David Clark Scott World editor
REPORTERS ON THE JOB..
REPORTING IN LONG-JOHNS: The Monitor's Scott Peterson knew that reporting in Far Eastern Russia would be cold. He packed an extra duffel bag stuffed with every piece of warm clothing he could lay his hands on, from a pair of high-school vintage ski pants to a leather sheepskin pilot's hat. And Scott gladly paid the $44 overweight baggage fee at the airport in Moscow. But as he ventured out to interview sailors ice fishing near Vladivostok, "my hands chapped over, and my body went frigid to the core," he says. Scott brought along a thermometer clipped to his jacket to measure just how cold it was. "Inside, it was a degree or two above freezing.
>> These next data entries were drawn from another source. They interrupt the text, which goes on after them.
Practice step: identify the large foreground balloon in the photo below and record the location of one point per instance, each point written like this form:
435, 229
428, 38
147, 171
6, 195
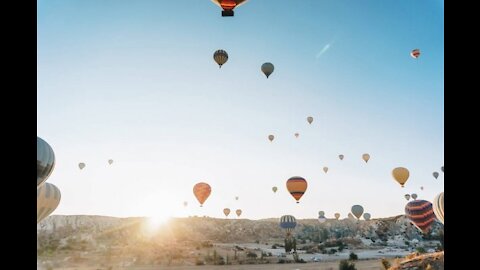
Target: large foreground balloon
415, 53
401, 175
45, 161
221, 57
267, 69
228, 6
288, 223
81, 165
438, 207
202, 191
297, 186
420, 213
48, 198
309, 119
357, 211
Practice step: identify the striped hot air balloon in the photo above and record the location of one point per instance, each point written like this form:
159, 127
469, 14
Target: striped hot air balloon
438, 207
420, 213
288, 223
202, 191
48, 198
45, 161
297, 186
221, 57
415, 53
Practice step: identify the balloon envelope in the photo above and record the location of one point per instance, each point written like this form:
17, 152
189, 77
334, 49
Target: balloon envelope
401, 174
297, 186
48, 198
420, 213
45, 161
202, 191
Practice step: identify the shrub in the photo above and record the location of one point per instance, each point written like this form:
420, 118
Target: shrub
346, 265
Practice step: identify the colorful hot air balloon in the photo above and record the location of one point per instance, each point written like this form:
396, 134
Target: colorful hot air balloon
438, 207
357, 210
415, 53
267, 69
81, 165
288, 223
309, 119
401, 175
45, 161
202, 191
228, 6
322, 219
48, 198
297, 186
221, 57
420, 213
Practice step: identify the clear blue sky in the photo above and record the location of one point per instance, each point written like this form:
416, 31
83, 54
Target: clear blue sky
135, 81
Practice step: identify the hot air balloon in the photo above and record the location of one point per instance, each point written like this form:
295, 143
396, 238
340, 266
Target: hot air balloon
415, 53
420, 213
48, 198
267, 69
221, 57
438, 207
297, 186
401, 175
228, 6
322, 219
45, 161
309, 119
357, 210
288, 223
202, 191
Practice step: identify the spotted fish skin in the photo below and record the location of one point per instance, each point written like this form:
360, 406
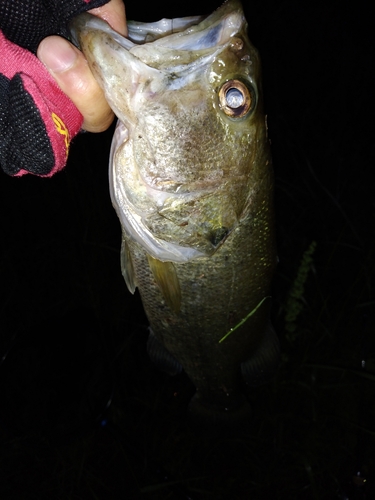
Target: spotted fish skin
191, 180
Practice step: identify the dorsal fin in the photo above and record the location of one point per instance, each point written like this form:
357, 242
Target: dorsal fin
166, 277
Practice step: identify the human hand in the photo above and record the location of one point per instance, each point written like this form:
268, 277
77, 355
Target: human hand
69, 68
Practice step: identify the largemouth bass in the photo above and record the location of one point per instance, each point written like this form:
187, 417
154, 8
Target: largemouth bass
191, 181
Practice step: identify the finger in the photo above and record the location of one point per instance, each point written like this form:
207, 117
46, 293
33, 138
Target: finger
69, 68
114, 13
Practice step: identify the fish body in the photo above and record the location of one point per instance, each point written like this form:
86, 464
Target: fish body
191, 180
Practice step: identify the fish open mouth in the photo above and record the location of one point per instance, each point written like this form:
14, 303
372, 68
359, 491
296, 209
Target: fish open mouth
166, 56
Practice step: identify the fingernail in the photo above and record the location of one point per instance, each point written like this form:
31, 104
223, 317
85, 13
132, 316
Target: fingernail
57, 54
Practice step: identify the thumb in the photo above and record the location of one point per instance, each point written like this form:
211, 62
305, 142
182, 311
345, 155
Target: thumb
69, 68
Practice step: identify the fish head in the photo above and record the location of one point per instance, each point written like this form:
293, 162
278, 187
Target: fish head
188, 151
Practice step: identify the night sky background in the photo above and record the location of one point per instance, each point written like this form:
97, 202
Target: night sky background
84, 414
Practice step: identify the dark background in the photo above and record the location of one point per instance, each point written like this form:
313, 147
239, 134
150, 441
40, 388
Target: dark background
84, 415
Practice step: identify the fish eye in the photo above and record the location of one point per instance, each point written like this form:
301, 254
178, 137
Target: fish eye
235, 98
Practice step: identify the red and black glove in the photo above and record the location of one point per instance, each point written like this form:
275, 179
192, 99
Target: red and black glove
37, 120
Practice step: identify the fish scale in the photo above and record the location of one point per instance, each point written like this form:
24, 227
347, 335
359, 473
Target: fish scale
192, 183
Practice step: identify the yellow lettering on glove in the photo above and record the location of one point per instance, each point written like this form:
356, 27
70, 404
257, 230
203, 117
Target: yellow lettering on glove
61, 128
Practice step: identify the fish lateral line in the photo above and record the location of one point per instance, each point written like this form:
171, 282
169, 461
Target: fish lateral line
251, 313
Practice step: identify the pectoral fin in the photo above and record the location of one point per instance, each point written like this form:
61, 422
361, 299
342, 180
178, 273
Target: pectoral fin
127, 269
166, 277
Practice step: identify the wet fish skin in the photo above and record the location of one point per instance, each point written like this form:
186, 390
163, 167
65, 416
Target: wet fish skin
193, 188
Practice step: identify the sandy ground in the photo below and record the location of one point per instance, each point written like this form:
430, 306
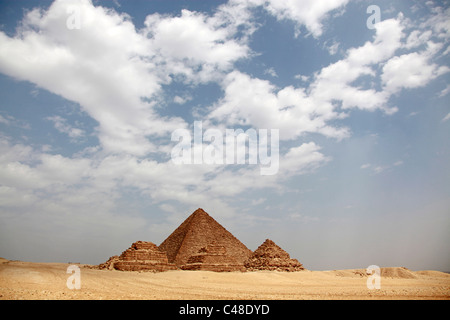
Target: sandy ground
28, 280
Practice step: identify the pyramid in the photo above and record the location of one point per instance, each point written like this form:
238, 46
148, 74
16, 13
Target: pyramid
269, 256
141, 256
213, 257
197, 232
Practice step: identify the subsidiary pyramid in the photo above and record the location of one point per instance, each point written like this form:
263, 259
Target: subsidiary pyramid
270, 256
198, 231
141, 256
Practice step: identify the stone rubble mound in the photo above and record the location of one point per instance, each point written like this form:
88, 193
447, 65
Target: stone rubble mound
141, 256
213, 258
270, 256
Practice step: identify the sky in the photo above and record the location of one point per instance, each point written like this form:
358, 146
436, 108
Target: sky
357, 91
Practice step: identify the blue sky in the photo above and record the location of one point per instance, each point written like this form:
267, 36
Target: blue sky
91, 92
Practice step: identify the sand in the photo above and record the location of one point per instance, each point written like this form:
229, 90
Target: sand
29, 280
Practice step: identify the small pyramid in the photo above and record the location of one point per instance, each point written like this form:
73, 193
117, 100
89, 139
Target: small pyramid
197, 232
141, 256
269, 256
213, 257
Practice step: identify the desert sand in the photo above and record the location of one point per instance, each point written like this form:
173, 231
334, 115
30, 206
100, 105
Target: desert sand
30, 280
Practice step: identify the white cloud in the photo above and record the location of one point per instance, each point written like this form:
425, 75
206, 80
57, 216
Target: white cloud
255, 102
271, 72
410, 70
62, 126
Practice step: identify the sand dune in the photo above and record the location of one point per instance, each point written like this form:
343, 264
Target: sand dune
27, 280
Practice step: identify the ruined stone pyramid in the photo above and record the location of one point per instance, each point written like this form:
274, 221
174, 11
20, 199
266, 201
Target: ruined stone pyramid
198, 231
213, 257
141, 256
270, 256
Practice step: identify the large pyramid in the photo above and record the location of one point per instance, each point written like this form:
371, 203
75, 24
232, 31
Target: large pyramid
198, 231
269, 256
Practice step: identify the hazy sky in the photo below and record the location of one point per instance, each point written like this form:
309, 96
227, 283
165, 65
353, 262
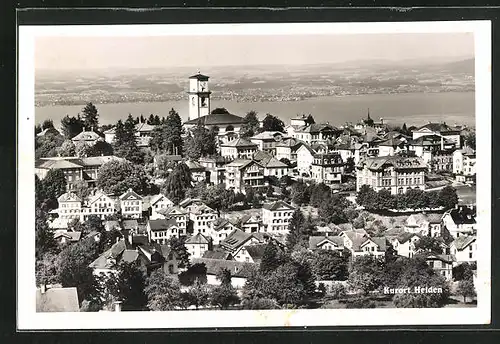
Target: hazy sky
192, 51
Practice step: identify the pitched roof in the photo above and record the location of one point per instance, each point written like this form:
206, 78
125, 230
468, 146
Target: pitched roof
239, 142
216, 255
256, 251
235, 239
197, 239
162, 224
276, 205
130, 194
314, 241
268, 135
68, 197
194, 165
464, 241
86, 136
237, 269
398, 162
217, 119
57, 300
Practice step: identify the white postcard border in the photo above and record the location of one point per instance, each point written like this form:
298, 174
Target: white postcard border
27, 317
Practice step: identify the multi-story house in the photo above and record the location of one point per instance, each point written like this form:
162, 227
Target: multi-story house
327, 168
460, 221
214, 168
305, 158
287, 149
198, 173
179, 215
442, 264
100, 205
70, 207
424, 224
220, 229
464, 165
404, 244
74, 169
439, 129
272, 166
159, 202
276, 217
131, 204
242, 173
238, 149
160, 231
197, 245
268, 140
464, 249
394, 173
202, 217
89, 138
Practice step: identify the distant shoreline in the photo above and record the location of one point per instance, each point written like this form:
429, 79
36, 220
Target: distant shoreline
292, 99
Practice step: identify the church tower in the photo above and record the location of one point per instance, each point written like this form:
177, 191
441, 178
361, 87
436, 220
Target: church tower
199, 96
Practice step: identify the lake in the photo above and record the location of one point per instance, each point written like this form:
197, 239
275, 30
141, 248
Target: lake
411, 108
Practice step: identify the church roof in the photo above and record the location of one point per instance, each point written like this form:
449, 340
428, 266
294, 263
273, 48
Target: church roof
217, 119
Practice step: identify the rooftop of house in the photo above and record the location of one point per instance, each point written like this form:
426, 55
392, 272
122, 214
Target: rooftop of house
237, 269
239, 142
197, 239
463, 214
217, 119
464, 241
277, 206
162, 224
57, 299
314, 241
398, 162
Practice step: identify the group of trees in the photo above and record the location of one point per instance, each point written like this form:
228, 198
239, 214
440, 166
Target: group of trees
167, 136
201, 142
280, 281
413, 199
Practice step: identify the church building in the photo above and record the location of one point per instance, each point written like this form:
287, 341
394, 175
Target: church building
227, 124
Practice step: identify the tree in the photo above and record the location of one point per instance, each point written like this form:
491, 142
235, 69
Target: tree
295, 226
46, 269
71, 126
224, 294
162, 291
309, 120
116, 177
300, 193
179, 248
128, 285
466, 288
44, 236
199, 294
67, 149
272, 123
366, 274
250, 126
176, 183
428, 244
54, 185
448, 197
47, 124
330, 265
73, 268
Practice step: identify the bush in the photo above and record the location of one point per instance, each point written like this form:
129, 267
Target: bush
361, 303
337, 290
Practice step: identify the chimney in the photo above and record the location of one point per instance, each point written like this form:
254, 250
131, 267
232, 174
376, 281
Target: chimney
118, 306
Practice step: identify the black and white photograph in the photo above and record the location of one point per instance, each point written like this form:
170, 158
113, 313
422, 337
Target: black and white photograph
254, 175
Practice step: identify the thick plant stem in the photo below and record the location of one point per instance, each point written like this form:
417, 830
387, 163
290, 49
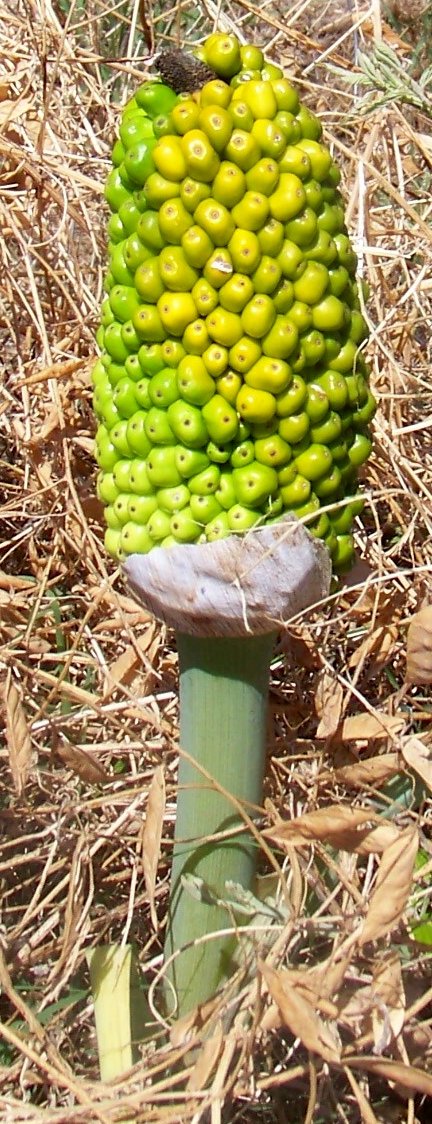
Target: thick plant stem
224, 686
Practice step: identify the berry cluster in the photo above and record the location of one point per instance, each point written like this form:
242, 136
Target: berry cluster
230, 388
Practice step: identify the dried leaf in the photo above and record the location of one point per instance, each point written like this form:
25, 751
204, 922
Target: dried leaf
152, 835
17, 736
123, 668
348, 828
367, 1114
379, 643
86, 767
388, 1014
419, 647
11, 110
419, 757
410, 1077
375, 771
392, 887
300, 1016
329, 701
365, 727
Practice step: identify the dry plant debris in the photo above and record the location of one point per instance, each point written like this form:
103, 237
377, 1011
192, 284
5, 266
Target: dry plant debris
331, 1009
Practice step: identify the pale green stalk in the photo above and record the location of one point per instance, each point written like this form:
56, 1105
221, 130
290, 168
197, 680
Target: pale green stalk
224, 686
118, 1007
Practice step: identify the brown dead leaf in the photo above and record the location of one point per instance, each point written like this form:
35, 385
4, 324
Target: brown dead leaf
206, 1061
419, 647
419, 757
392, 888
348, 828
388, 1013
375, 771
299, 1015
124, 667
17, 735
152, 835
379, 643
329, 701
410, 1077
367, 1114
86, 767
365, 727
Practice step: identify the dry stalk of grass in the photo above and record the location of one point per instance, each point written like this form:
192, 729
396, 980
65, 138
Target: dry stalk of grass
88, 679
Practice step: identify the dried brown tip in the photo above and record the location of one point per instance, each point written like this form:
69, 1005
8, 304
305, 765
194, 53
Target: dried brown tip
182, 72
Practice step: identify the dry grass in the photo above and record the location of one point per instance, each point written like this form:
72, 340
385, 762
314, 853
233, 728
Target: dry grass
338, 1024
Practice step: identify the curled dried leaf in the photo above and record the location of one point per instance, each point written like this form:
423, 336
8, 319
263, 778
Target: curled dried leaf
17, 736
393, 886
419, 647
348, 828
300, 1016
419, 757
86, 767
329, 703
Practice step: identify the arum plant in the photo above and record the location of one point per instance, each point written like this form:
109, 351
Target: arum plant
225, 600
233, 405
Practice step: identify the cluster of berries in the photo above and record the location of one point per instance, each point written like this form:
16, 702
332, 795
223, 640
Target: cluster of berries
231, 388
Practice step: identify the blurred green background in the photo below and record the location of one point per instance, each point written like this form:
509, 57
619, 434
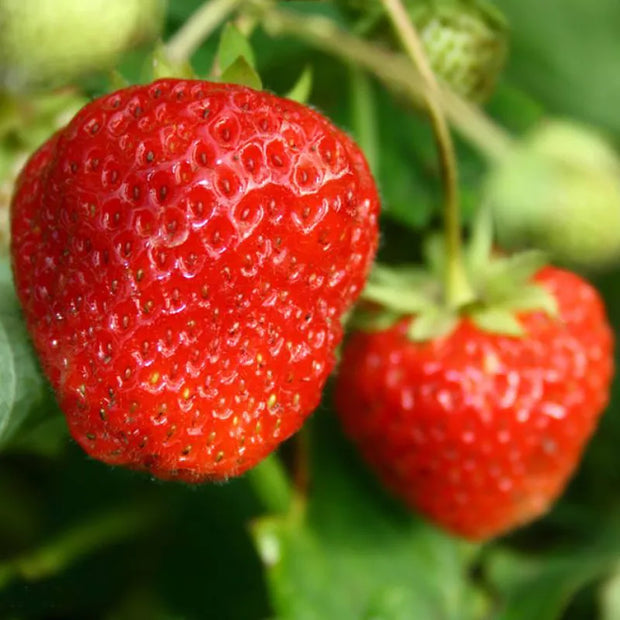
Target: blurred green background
81, 540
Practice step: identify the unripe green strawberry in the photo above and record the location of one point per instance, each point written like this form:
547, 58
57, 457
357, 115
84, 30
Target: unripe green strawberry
466, 40
559, 190
466, 43
25, 123
45, 43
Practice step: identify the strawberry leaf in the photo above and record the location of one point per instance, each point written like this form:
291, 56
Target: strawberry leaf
303, 86
433, 323
241, 72
528, 298
361, 556
498, 321
509, 271
22, 387
234, 45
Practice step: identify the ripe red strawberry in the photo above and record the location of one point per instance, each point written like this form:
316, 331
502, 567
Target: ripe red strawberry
183, 252
480, 431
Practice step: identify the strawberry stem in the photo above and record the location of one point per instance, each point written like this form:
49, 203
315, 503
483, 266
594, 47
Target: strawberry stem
395, 71
457, 288
197, 28
272, 485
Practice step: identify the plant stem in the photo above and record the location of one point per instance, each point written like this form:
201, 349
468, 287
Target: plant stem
457, 287
391, 68
197, 28
272, 485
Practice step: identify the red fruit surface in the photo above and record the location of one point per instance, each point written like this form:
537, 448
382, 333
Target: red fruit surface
183, 252
481, 432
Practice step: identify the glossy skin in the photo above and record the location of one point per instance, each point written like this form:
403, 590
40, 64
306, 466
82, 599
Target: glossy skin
183, 253
480, 432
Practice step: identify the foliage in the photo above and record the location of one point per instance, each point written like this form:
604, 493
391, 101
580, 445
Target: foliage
347, 550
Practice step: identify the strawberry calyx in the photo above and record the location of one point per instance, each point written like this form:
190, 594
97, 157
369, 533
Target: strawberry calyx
502, 288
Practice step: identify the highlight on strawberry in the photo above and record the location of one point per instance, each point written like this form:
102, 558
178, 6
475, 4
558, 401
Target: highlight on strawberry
292, 327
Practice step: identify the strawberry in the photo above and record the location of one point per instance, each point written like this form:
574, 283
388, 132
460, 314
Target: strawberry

Outside, at full noon, it was minus 3 F., plus a wind chill of probably minus 58 F.," he says.
PRESS CLIPPING ..
KIMCHI WITHOUT ODOR: Korea's most famous dish, kimchi, is fermented cabbage with a pungent smell that lingers on the breath for hours. But it doesn't sell well overseas. South Korean scientists now claim to have found a solution. "We believe the best way to globalize our kimchi is removing the aroma, which is cited as the No. 1 reason why Westerners have a hard time getting used to the dish," Kim Sun-young, a researcher at the Doosan Kimchi Institute told Associated Press.
CULTURAL SNAPSHOT..
KING FOR A DAY: A Vietnamese boy plays the king in a chess match at a spring festival on the outskirts of Hanoi.